From e5dbe1db9dbc0b8228e2b2cb0f23fb5a9053c5f9 Mon Sep 17 00:00:00 2001
From: Peter Steinberger <steipete@gmail.com>
Date: Wed, 7 Jan 2026 07:47:18 +0000
Subject: [PATCH] fix: ensure output for non-streaming models (#369)

Co-authored-by: mneves75 <mneves75@users.noreply.github.com>
---
 CHANGELOG.md                             |  1 +
 src/agents/pi-embedded-subscribe.test.ts | 34 ++++++++++++++++++++++++
 src/agents/pi-embedded-subscribe.ts      |  6 +++--
 3 files changed, 39 insertions(+), 2 deletions(-)
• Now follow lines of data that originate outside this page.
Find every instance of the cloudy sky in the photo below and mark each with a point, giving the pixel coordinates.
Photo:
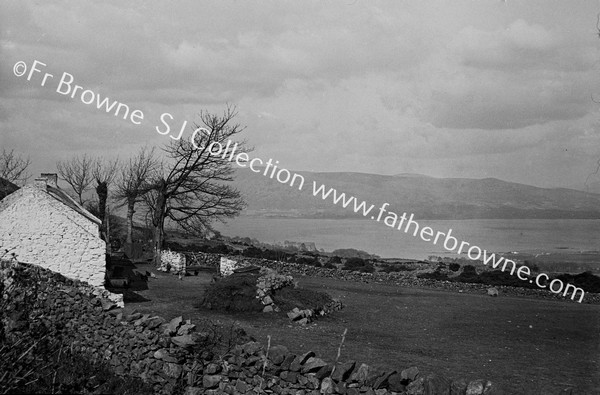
(449, 89)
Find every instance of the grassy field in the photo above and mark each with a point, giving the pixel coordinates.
(527, 346)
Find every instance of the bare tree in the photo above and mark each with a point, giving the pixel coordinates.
(133, 183)
(13, 167)
(104, 172)
(192, 188)
(78, 172)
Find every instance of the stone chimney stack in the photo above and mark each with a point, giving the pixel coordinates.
(51, 179)
(40, 183)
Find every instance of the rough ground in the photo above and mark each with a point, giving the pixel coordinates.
(528, 346)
diff --git a/CHANGELOG.md b/CHANGELOG.md
index 937a477ae..b9dc34b88 100644
--- a/CHANGELOG.md
+++ b/CHANGELOG.md
@@ -24,6 +24,7 @@
 - Gateway/CLI: add daemon runtime selection (Node recommended; Bun optional) and document WhatsApp/Baileys Bun WebSocket instability on reconnect.
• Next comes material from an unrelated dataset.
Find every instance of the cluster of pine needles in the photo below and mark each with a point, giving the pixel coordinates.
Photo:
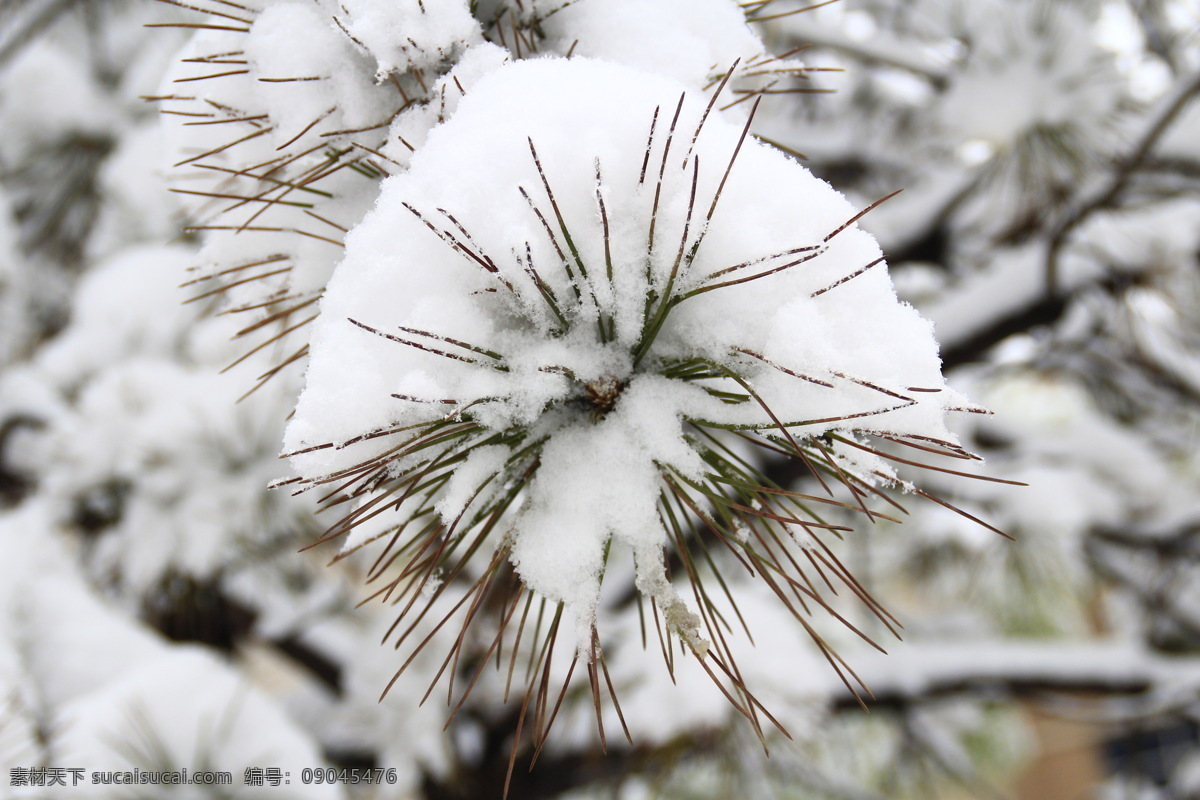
(736, 517)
 - CLI: add `clawdbot docs` live docs search with pretty output.
 - Agent: treat compaction retry AbortError as a fallback trigger without swallowing non-abort errors. Thanks @erikpr1994 for PR #341.
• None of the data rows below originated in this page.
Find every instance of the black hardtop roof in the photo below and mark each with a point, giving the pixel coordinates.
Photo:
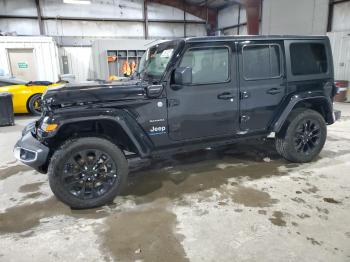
(254, 37)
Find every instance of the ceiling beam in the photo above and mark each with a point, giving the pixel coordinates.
(40, 21)
(204, 12)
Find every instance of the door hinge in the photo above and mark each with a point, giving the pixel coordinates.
(244, 118)
(244, 95)
(173, 102)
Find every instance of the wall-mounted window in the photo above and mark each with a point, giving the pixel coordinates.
(261, 61)
(209, 64)
(308, 58)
+- Agent: deliver final replies for non-streaming models when block chunking is enabled. Thanks @mneves75 for PR #369.
 - Sub-agents: allow `sessions_spawn` model overrides and error on invalid models. Thanks @azade-c for PR #298.
 - Sub-agents: skip invalid model overrides with a warning and keep the run alive; tool exceptions now return tool errors instead of crashing the agent.
 - Heartbeat: default interval 30m; clarified default prompt usage and HEARTBEAT.md template behavior.
diff --git a/src/agents/pi-embedded-subscribe.test.ts b/src/agents/pi-embedded-subscribe.test.ts
index b50e02d96..9c862d759 100644
--- a/src/agents/pi-embedded-subscribe.test.ts
+++ b/src/agents/pi-embedded-subscribe.test.ts
@@ -400,6 +400,40 @@ describe("subscribeEmbeddedPiSession", () => {
     expect(subscription.assistantTexts).toEqual(["Hello world"]);
   });
 
+  it("populates assistantTexts for non-streaming models with chunking enabled", () => {
+    // Non-streaming models (e.g. zai/glm-4.7): no text_delta events; message_end
+    // must still populate assistantTexts so providers can deliver a final reply.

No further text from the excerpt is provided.